JAKARTA, KOMPAS.com - Sekjen Partai Golkar Lodewijk Freidrich Paulus menilai, vonis Pengadilan Tindak Pidana Korupsi terhadap mantan Ketua Umum Partai Golkar, Setya Novanto, pukulan yang sangat keras bagi partainya.
"Saya pikir ini suatu pukulan yang sangat keras tetapi itu menjadi pembelajaran buat kita. Dan mudah-mudahan dengan adanya kejadian ini memberikan hikmah buat kita yang masih berlanjut di karier politik ini," ujar Lodewijk di Kompleks Parlemen, Senayan, Jakarta, Rabu (25/4/2018).
(Baca juga: Akankah KPK Telusuri Pencucian Uang Setya Novanto?)
Apalagi, kata Lodewijk, saat ini Partai Golkar tengah gencar membangun citra melalui slogan "Golkar Bersih".
"Ya kita tentunya sebagai kader sangat menyesalkan masalah itu terjadi.

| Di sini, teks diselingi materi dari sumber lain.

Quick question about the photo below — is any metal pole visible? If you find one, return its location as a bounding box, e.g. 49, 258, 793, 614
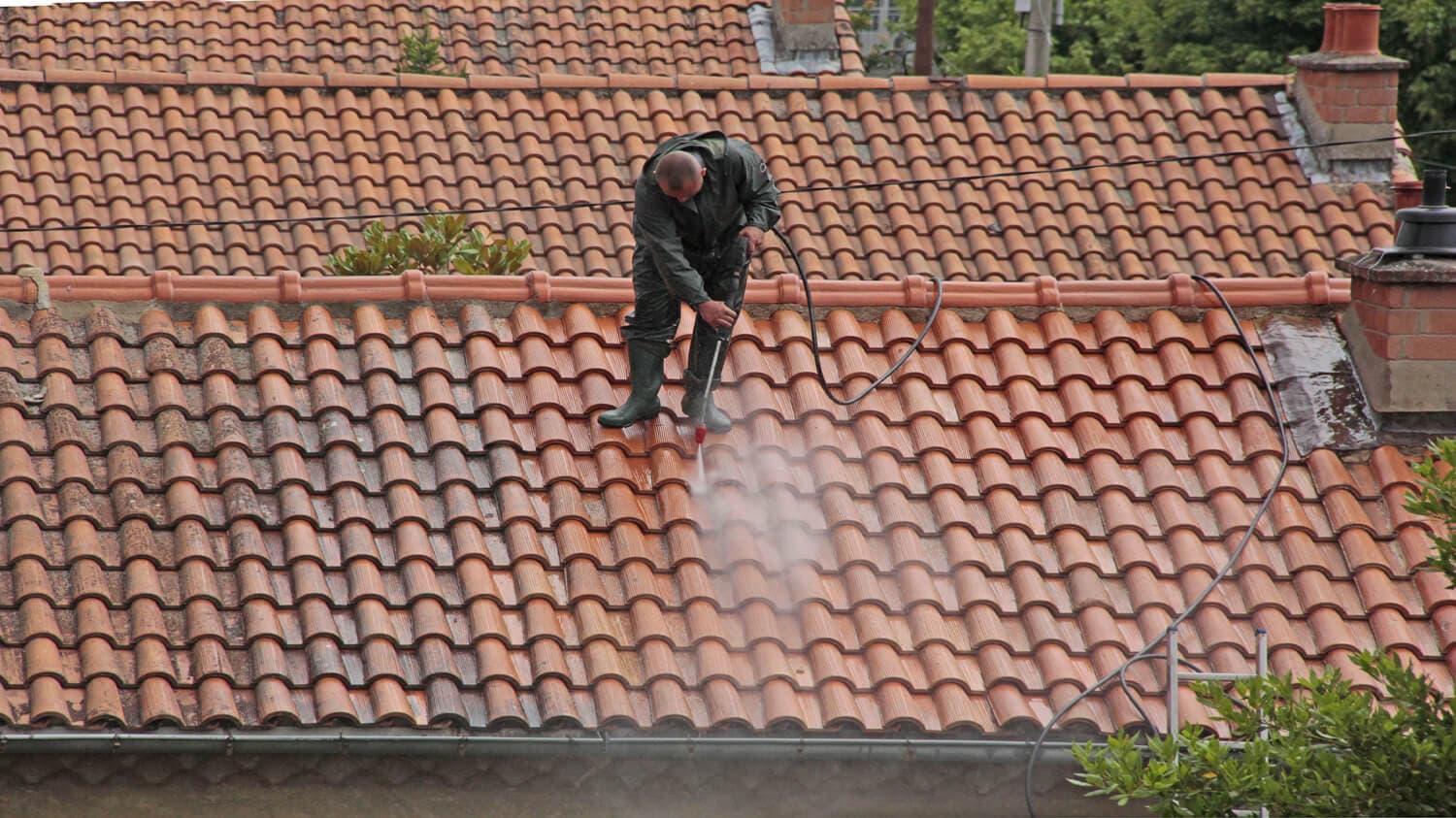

Dan itu menjadi pembelajaran buat kader Golkar saat ini tentang kasus-kasus itu," katanya melanjutkan.
Lodewijk menuturkan, Partai Golkar menghormati keputusan majelis hakim tersebut. Ia juga berharap keluarga Novanto tabah dalam menghadapinya.
"Tentunya kami dari Partai Golkar menghormati keputusan pengadilan dan kita beharap juga Pak Setnov dan keluarga tabah menerima itu," kata Lodewijk.
Sebelumnya, Setya Novanto divonis 15 tahun penjara oleh majelis hakim Pengadilan Tindak Pidana Korupsi Jakarta, Selasa (24/4/2018).
(Baca juga: Vonis Setya Novanto, KPK Terbantu dengan Peranan Justice Collaborator)
Novanto juga diwajibkan membayar denda Rp 500 juta subsider 3 bulan kurungan.
Menurut majelis hakim, politisi Partai Golkar itu terbukti melakukan korupsi proyek e-KTP tahun anggaran 2011-2013.
Putusan itu lebih ringan dari tuntutan jaksa, yakni pidana 16 tahun penjara dan membayar denda Rp 1 miliar subsider 6 bulan kurungan.
Selain itu, majelis hakim mewajibkan Novanto membayar uang pengganti 7,3 juta dollar AS dikurangi Rp 5 miliar yang telah dititipkan kepada penyidik.
(Baca juga: Setelah Setya Novanto, Siapa Aktor Besar yang Dapat Giliran Berikutnya?)
Jika menggunakan kurs rupiah tahun 2010, totalnya sekitar Rp 66 miliar.
Majelis hakim juga mencabut hak politik mantan Ketua DPR itu selama lima tahun setelah selesai menjalani masa pidana. Hal itu sesuai tuntutan jaksa KPK.